One thing even an ass-grabbing, brain-dead PBR swizzler can understand is Gossip's palpable energy, and Beth Ditto is the reactor. She whoops it up with the audience, telling stories about growing up a pink-haired lesbian in the great red state of Arkansas, before unleashing a soulful gut-howl so intense, you'd think you stumbled into a southern church and found yourself a proselyte.

Even as a refugee from the Bible Belt, Ditto doesn't sermonize with statements like "We want revolution girl-style, now" or pen songs as blatant as Sleater-Kinney's "#1 Must Have." But she's feminist to the core. Onstage, she shakes it till it jiggles, knowing she's sexy, even if she looks nothing like a Victoria's Secret model (though she shares their penchant for public nudity). Offstage, Ditto and Blilie support confidence-building causes like Rock 'n' Roll Camp for Girls.

"Rock Camp is where it's at. We're behind that 100 percent," Blilie says about the six-year-old program in Portland, Oregon. At the camp, young girls learn to play instruments and discuss music-related topics in an environment that fosters self-esteem, not self-consciousness. Blilie and Ditto love watching the girls' natural abilities take over and helping to give them a space in which to do so.

According to Blilie, this is what Oprah calls a full-circle moment. The Gossip bandmates have had their own, working with the people who inspired them, such as Kathleen Hanna, Kim Gordon, and Guy Picciotto. Now Ditto hopes to expose a new generation to a wider range of musical influences.

"A lot of them really love Avril Lavigne and Kelly Clarkson, and they have no idea there's anything else out there. You should see their faces light up when they hear Nina Simone or Nina Hagen -- they've told me they never knew women could sound like that," says Ditto.

She sets quite an example herself. Ditto's voice cradles and shakes, electrifying audiences with a raw potency reminiscent of Janis Joplin and Tina Turner. Her fiery spirit also recalls them, as she stomps and hollers like a woman possessed, sometimes snapping high heels in the process.

The band's latest album, the propulsive Standing in the Way of Control, is a soul-funk, dance-punk vehicle for her urgent delivery. Where the low-fi basics of the band's past releases muddied her bluesy growl, Standing accentuates it ("Listen Up!") and supports her vocal twists and turns to tumultuous effect ("Yr Mangled Heart"). Guitarist Bruce Paine shreds on the title track, while Blilie bass-kicks her way through "Eyes Open." All the while Ditto runs the gamut from sorrow ("Coal to Diamonds") to exaltation ("Fire With Fire"). It's definitely the group's most produced work, filled with crisp sounds, shimmering hi-hats, and grooving guitar, and it's also the most self-actualized.

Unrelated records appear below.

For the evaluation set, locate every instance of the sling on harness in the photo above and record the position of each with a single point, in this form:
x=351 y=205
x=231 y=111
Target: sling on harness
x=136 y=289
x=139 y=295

While some point to the album as evidence that the band has shed its punk skin, Ditto is not concerned. She figures her critics are probably straight, skinny little middle-class white boys, playing three-chord guitar rock.

"The minute people say we're not punk anymore is the minute I feel more punk. Truthfully, I don't trust people's idea of what is punk anymore anyway," she says.

The band didn't hesitate to polish its sound; the more people get worked up about what they expect from the group, the more Ditto feels that Gossip is doing the right thing.

Blilie agrees. Then, displaying a punk-rock willingness to fly in the face of fan expectations, she adds mischievously that the group's next album should be wholly influenced by Hall & Oates. Ditto's even mentioned it to her. Critics be damned.

"I really do what I want to do," Ditto says. "Gossip really embraces its Riot Grrrl roots. We know we are very lucky to have people that came before us, that made it possible to have this [band] in our lives. I feel like I owe everything to those girls, but we also don't recreate what Riot Grrrl was, in fashion or music or form."

Whether she's taking pride in words like "fat" and "queer," or singing more like Peggy Lee and less like her punk progenitors, Ditto sees the message of Riot Grrrl and feminism as one of personal empowerment: politics with a small p and independence in a big way.